Developer Volodymyr Flionts presents DOZORRO AI (Kyiv, 1 November 2018)

Artificial intelligence started learning to identify violations in procurement in July of 2018. The developers sent 20 experts about 3,500 tenders to check. They were asked to answer one single question – whether they have any risks or not. Experts did not know the amounts or the names of the procuring entities to make their assessment as objective as possible. All responses were then fed into the AI algorithm. 

Now the system assesses the likelihood of corruption risks in tenders independently and then sends them to civil society organizations of the DOZORRO community. If the suspicions were correct, the software remembers its choice, if they were wrong, forgets it. This way, the AI algorithm’s assessment of potentially risky tenders becomes increasingly accurate. 

90% Accuracy

DOZORRO product manager Andrii Kucherenko shared the beta test results: thanks to the algorithm, 26% more tenders with unfounded selection of the winner were identified, 37% more tenders with groundless disqualification, 298% more with participants’ conspiracy. It is noteworthy that the AI found the most violations in the most expensive tenders. 

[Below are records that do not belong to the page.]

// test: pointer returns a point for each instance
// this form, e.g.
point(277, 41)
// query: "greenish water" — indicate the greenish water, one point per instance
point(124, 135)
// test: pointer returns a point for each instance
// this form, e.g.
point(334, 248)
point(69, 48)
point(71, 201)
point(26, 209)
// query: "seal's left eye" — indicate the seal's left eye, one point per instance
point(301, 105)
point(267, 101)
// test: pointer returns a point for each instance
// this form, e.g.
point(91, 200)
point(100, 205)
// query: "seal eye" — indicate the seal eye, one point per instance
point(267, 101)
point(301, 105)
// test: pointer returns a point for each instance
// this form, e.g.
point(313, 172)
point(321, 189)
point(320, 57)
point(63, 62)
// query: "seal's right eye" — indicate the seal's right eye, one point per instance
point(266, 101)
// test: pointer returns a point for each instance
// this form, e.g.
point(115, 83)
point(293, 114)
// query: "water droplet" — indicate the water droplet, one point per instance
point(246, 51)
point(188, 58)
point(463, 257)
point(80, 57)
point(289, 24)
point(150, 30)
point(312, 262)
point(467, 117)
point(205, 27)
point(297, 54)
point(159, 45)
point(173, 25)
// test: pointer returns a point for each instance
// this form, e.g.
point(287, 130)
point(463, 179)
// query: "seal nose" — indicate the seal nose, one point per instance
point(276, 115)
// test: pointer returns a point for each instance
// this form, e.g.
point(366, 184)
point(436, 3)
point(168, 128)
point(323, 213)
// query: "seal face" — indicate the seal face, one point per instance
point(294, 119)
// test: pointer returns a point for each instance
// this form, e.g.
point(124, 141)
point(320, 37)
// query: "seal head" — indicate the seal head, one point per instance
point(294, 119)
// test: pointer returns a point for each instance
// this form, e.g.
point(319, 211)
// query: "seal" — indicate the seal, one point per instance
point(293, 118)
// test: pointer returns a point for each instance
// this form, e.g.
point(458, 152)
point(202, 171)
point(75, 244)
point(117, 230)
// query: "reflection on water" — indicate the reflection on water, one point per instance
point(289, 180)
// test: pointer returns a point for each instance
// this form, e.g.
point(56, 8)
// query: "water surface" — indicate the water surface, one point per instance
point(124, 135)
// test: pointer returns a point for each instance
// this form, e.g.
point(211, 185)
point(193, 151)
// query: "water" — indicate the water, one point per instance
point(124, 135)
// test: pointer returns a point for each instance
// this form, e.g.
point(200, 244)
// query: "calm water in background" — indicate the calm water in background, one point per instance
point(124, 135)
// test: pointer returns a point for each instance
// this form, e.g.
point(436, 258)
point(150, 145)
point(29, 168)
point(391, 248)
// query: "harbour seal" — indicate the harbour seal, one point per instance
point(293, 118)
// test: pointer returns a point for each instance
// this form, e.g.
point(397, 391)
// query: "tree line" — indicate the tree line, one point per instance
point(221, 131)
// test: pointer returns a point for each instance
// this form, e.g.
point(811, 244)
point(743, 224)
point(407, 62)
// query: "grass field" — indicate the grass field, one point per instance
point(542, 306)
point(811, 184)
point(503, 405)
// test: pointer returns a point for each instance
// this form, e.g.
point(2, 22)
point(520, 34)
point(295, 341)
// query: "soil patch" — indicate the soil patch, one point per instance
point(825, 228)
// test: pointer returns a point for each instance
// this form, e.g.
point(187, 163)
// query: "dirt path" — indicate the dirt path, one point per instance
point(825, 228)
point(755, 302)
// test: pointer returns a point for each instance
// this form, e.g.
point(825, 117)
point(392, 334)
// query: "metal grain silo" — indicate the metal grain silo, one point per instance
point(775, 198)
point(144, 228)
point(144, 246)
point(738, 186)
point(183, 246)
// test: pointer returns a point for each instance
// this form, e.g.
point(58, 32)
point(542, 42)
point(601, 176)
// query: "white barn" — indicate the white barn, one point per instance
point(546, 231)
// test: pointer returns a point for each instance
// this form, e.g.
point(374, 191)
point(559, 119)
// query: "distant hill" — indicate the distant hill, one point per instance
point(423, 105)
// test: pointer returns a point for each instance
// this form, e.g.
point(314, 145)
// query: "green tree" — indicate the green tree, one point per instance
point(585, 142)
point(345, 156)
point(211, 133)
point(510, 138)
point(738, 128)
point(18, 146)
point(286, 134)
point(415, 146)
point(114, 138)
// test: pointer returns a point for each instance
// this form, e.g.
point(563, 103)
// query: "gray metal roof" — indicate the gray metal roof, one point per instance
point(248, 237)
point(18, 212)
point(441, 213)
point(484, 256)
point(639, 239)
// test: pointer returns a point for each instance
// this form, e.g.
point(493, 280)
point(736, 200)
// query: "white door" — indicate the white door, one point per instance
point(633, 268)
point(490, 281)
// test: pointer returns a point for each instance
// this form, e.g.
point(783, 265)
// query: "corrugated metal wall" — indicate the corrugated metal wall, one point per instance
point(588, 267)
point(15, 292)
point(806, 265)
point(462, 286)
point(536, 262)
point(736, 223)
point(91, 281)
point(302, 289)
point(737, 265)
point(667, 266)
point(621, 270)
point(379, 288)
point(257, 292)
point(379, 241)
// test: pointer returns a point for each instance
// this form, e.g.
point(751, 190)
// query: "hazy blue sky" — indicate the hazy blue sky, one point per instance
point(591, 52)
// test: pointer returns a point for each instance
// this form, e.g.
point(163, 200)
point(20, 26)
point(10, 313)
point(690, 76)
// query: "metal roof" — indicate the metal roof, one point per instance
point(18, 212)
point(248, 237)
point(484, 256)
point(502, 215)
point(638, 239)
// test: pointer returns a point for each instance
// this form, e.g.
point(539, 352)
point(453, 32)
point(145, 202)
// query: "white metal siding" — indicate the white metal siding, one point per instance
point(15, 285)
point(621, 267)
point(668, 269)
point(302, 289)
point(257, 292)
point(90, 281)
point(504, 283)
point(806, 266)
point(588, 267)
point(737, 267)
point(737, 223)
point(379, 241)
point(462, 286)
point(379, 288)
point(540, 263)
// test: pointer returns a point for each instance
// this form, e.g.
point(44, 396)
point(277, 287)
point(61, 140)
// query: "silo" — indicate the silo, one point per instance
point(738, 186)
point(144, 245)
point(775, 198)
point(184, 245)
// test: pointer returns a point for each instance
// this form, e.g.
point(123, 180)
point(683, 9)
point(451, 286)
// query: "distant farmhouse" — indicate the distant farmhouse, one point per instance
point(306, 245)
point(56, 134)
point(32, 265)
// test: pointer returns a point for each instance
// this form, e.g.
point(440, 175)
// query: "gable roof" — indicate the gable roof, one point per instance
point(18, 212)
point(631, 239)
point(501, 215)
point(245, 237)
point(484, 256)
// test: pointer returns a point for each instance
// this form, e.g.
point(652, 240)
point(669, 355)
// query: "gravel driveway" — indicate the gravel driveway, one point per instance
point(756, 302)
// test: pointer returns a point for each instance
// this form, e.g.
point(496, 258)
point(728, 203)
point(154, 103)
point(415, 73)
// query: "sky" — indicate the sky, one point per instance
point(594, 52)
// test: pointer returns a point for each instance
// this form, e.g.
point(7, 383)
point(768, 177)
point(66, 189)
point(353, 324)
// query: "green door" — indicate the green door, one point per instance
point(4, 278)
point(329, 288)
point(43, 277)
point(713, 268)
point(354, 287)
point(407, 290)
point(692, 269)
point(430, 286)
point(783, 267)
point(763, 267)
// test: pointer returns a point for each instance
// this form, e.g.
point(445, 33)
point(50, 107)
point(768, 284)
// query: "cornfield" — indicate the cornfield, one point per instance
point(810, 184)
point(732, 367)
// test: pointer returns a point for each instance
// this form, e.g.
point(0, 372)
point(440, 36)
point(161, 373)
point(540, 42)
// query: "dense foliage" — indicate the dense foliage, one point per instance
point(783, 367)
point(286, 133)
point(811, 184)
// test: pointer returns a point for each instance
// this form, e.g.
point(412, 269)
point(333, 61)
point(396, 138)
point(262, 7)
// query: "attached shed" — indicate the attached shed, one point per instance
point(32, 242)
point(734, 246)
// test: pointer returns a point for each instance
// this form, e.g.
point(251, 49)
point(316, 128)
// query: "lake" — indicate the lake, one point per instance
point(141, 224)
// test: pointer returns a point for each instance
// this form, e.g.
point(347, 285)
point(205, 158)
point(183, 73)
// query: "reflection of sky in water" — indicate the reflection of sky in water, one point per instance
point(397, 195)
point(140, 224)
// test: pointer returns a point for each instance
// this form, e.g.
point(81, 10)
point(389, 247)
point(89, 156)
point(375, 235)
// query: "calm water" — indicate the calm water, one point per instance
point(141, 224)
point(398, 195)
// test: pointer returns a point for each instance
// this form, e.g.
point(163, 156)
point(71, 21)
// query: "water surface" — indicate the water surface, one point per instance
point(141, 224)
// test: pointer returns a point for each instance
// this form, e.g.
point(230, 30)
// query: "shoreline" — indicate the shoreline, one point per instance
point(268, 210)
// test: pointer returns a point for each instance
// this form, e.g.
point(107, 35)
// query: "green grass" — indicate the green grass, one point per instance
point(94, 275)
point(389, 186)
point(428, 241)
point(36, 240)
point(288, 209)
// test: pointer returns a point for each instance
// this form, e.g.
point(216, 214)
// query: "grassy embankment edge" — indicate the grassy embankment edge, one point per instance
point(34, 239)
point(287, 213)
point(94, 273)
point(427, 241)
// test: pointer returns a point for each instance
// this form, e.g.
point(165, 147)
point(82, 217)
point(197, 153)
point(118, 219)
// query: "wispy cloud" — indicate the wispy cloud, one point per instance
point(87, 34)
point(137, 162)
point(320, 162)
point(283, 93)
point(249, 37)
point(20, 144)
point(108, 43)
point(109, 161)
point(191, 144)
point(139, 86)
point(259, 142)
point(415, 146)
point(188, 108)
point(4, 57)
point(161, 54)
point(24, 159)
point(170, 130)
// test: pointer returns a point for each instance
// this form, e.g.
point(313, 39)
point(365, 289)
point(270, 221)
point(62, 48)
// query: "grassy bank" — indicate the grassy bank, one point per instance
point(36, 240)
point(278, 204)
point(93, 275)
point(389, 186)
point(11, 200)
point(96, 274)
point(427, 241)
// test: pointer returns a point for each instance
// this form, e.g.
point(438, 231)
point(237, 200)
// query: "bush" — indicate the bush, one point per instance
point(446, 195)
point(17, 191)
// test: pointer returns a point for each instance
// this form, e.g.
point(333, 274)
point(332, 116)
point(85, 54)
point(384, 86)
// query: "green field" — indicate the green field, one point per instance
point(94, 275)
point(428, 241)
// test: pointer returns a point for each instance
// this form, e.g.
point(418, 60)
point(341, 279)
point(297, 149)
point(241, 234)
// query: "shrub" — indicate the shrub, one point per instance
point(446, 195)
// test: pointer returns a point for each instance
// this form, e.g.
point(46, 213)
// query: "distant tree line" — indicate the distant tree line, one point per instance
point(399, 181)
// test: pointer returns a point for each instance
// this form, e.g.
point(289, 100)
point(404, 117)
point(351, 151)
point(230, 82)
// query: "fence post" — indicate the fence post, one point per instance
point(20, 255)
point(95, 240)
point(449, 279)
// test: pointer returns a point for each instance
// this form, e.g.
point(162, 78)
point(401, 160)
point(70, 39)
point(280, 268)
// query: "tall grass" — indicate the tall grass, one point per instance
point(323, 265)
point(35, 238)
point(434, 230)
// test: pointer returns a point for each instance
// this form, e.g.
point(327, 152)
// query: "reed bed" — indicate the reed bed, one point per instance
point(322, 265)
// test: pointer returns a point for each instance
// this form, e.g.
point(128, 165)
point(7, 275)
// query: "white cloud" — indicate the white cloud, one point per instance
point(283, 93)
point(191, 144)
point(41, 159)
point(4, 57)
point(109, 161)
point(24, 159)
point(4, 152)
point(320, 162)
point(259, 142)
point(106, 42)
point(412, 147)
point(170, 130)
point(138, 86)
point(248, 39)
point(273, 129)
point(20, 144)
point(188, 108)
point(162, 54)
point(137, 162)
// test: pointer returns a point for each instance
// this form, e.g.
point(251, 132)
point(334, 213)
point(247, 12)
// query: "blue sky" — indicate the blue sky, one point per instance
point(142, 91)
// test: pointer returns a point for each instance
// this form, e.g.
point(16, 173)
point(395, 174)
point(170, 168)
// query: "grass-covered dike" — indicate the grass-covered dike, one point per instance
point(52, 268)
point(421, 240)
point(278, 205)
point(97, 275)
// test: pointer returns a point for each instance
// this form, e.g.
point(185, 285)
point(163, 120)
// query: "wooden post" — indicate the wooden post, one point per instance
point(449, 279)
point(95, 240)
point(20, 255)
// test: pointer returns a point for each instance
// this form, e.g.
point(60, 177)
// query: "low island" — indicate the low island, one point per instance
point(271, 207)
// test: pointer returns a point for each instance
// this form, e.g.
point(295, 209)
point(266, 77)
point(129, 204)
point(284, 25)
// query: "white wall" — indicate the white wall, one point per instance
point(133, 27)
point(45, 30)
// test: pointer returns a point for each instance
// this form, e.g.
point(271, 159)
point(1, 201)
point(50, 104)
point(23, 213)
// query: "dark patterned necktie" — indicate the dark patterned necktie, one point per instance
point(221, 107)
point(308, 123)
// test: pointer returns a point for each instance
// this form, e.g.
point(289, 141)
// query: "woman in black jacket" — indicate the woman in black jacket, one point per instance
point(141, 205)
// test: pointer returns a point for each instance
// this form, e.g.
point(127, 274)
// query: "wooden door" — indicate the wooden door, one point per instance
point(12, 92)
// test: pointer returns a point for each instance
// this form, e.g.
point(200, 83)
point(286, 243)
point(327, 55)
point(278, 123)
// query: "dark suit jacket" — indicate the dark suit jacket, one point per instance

Andrii Kucherenko, one of the DOZORRO AI developers

The developers say that no software will ever be able to identify violations in tenders better than experts do. But AI algorithms will make their work much more efficient. The program is expected to be fully put into operation in the first quarter of 2019. The DOZORRO artificial intelligence will enable activists to identify trickery in public procurement much faster and report their findings to supervisory and law enforcement agencies.